A certain aura surrounds the Gurkhas, owing to their reputation for bravery and to the kukri--a small machete they carry that can slice off a human head in one blow. Their motto--"It is better to die than to live a coward"--also helps. Says India's vice-chief of army staff, Lieut. General Chandrashekar, an honorary colonel of the 4th Gurkha regiment: "They are excellent soldiers, physically fit, fearless, relaxed, hard working and with a natural aptitude for field craft."

Gurkhas have fought in almost every conflict involving Britain or India over the past 150 years: Afghanistan, Mesopotamia, Persia, Palestine, Tibet, China, Egypt, North Africa, Malaya, Burma, Borneo, Bangladesh, Pakistan, the Falkland Islands, Iraq. Their peacekeeping role within and outside the United Nations has taken them to Vietnam, Congo, Rwanda and Lebanon. This year they have served in Kosovo, Kargil and East Timor. An Indian Gurkha battalion is also on standby to join the new U.N. force in Sierra Leone.

Lately, though, some Gurkhas have been asking whether their service is adequately appreciated. The death in June of Sergeant Balaram Rai of the British Gurkha Engineers while clearing unexploded bombs in Kosovo focused attention on a disparity in pay and pensions between British soldiers and their Gurkha counterparts. Rai's widow received a lump sum of $31,000 and a pension of $1,500 a year, falling to $1,300 after five years--her husband's remaining period of service. The widow of a British soldier of the same rank would have received a lump sum of $90,000, a further $16,000 six months later and an annual pension of $25,000 until she died.

A British media campaign, backed by actress Joanna Lumley, whose father was a Gurkha officer, has forced the government to review compensation. When British Gurkhas quit Hong Kong and relocated to Britain in 1997, they were given "allowances" to bring their take-home pay on a level with British soldiers of similar rank. This was the first tangible recognition of equality. But pension levels remained fixed. "We give them a very shabby deal in retirement," Lumley told the British press. "It's all very well saying, 'Oh, you can live very cheaply in Nepal.' But we all know what that means--they walk for seven days to get to a hospital."

Last week, British Prime Minister Tony Blair announced that payments to the widows and families of Gurkha soldiers killed in action would match those of their British counterparts and be backdated to May to cover Balaram Rai. The pension issue, however, remains unresolved.
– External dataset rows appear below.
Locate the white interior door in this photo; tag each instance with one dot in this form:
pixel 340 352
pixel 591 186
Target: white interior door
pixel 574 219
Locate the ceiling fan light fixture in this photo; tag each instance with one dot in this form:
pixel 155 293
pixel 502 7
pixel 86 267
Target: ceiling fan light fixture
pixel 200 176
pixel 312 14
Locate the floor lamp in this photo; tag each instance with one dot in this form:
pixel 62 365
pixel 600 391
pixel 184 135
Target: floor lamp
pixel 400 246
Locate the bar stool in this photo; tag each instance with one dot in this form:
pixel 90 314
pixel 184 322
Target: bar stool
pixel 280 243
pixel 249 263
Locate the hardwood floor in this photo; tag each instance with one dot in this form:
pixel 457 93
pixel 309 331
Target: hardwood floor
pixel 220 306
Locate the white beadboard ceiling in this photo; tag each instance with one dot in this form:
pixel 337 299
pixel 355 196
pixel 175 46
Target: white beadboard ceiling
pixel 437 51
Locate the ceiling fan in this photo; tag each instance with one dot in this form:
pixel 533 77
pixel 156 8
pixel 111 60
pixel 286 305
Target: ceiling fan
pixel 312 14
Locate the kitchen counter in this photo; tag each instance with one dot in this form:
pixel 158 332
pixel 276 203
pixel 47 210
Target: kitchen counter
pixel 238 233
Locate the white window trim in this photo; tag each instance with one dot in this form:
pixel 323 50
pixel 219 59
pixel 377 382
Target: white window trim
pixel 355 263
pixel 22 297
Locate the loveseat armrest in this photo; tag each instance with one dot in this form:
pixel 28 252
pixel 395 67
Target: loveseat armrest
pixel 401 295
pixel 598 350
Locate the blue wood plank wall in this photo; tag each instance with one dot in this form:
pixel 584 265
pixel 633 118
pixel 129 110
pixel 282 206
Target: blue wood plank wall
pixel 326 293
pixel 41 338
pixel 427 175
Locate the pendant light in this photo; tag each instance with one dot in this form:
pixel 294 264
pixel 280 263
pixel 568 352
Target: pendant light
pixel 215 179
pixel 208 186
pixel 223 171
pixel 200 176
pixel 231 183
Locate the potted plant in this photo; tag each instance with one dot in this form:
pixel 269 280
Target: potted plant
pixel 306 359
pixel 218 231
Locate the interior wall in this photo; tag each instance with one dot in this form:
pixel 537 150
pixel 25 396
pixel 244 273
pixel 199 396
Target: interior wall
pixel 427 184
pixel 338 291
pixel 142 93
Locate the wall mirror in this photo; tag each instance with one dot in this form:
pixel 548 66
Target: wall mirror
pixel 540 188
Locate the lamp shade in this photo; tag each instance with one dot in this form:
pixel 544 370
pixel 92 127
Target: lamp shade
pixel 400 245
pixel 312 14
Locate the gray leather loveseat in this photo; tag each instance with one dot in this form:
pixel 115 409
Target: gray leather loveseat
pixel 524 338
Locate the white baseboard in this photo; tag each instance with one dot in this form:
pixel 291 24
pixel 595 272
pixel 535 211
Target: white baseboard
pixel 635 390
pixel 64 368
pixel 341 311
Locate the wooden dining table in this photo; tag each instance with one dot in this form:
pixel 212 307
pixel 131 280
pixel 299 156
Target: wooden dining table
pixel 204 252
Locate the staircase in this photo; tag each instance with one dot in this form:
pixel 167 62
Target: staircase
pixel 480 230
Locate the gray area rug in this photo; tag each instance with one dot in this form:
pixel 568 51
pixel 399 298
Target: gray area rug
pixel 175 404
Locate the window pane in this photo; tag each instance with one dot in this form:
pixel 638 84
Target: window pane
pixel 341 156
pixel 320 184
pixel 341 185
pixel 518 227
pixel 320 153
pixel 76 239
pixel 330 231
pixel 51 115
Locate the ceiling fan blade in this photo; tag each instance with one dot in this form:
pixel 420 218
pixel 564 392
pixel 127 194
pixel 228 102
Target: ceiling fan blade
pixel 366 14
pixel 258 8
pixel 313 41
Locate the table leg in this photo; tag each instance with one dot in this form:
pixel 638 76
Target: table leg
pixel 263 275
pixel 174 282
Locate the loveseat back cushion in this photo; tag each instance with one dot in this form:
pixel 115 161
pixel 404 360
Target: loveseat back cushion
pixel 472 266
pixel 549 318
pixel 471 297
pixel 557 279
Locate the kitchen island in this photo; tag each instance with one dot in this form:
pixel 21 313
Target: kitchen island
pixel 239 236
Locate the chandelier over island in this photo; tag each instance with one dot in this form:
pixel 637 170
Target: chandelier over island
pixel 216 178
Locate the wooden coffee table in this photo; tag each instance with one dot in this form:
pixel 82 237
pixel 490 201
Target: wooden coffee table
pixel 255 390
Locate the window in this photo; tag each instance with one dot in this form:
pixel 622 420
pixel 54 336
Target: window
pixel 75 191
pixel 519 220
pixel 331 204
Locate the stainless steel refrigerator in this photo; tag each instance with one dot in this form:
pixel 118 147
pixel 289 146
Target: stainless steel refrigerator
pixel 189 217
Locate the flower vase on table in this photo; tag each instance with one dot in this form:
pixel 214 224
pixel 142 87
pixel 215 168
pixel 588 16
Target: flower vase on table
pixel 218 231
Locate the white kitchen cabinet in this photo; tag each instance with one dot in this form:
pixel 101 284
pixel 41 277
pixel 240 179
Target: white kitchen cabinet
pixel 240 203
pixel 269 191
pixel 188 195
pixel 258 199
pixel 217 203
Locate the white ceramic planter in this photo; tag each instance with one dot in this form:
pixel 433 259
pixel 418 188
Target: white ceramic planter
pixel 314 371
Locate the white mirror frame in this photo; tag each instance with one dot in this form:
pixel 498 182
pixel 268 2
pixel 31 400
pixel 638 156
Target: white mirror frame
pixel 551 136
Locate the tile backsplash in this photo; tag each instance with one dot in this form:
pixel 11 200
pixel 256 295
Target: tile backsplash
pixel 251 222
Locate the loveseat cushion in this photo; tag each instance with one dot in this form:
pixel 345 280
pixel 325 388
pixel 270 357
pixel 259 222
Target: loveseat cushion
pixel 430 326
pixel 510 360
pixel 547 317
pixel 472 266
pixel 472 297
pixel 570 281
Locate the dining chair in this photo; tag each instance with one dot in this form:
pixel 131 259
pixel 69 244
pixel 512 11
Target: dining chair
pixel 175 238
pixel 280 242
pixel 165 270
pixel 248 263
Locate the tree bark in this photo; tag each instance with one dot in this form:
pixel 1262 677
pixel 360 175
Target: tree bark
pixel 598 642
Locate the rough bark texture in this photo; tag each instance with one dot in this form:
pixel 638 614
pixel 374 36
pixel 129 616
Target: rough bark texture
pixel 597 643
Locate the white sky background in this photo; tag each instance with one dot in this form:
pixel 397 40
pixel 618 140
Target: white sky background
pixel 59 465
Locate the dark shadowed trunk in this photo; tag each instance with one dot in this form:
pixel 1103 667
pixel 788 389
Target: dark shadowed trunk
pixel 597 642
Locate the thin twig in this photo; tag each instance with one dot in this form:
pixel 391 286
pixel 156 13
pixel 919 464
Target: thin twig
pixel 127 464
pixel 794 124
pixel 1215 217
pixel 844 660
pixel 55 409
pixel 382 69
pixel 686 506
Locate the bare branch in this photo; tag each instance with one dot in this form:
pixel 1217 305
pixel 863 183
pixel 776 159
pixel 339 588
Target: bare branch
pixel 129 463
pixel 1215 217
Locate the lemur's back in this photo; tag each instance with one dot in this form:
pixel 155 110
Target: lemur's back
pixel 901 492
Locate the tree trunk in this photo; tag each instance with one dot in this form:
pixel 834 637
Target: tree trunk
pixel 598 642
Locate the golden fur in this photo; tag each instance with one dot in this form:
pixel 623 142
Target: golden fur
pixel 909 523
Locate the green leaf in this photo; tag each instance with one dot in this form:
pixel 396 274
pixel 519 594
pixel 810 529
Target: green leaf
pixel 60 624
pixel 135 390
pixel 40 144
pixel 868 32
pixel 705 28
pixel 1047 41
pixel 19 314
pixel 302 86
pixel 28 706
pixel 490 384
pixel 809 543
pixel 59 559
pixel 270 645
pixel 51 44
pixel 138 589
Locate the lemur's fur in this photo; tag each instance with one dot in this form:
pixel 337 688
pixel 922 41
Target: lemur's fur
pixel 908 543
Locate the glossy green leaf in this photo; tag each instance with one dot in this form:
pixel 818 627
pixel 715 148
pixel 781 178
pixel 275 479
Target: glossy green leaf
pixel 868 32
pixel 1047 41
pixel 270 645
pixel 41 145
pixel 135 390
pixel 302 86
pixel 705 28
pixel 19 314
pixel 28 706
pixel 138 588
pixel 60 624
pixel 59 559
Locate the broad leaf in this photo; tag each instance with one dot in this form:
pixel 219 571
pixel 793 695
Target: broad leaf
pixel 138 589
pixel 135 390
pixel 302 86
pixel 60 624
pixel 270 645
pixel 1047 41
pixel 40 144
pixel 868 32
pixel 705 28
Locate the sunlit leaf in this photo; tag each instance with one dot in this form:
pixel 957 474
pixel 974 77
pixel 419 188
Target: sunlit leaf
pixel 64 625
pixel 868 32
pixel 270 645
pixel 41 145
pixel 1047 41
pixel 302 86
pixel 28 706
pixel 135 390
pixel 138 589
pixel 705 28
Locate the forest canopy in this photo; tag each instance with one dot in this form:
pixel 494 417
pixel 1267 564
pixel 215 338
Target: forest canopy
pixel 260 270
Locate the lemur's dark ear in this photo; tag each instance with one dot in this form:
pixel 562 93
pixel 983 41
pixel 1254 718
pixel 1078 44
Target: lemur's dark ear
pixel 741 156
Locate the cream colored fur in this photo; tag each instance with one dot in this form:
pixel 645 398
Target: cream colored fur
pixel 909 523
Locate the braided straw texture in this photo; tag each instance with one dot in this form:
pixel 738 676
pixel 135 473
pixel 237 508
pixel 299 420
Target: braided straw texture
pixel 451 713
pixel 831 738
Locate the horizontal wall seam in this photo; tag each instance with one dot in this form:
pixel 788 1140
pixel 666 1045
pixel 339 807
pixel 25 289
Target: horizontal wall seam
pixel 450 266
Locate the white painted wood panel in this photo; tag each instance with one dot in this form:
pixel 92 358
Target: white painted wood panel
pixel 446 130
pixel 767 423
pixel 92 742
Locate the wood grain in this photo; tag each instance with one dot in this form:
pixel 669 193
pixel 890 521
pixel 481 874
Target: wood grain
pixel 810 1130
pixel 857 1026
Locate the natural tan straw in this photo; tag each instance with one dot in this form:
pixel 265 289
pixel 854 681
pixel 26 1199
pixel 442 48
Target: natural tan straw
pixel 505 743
At Subathu depot, a Gurkha headquarters and site of the passing-out parade, the officers' mess is filled with trophies. The skin of a tiger shot by King George V on his 1911 visit to India and another bagged in 1938 by John Masters, a Gurkha officer, hang on the wall. These days Gurkha officers are more likely to spend off-duty hours playing hunt the yeti on their laptops. Not worthy of their reputation? Try telling that to a Gurkha.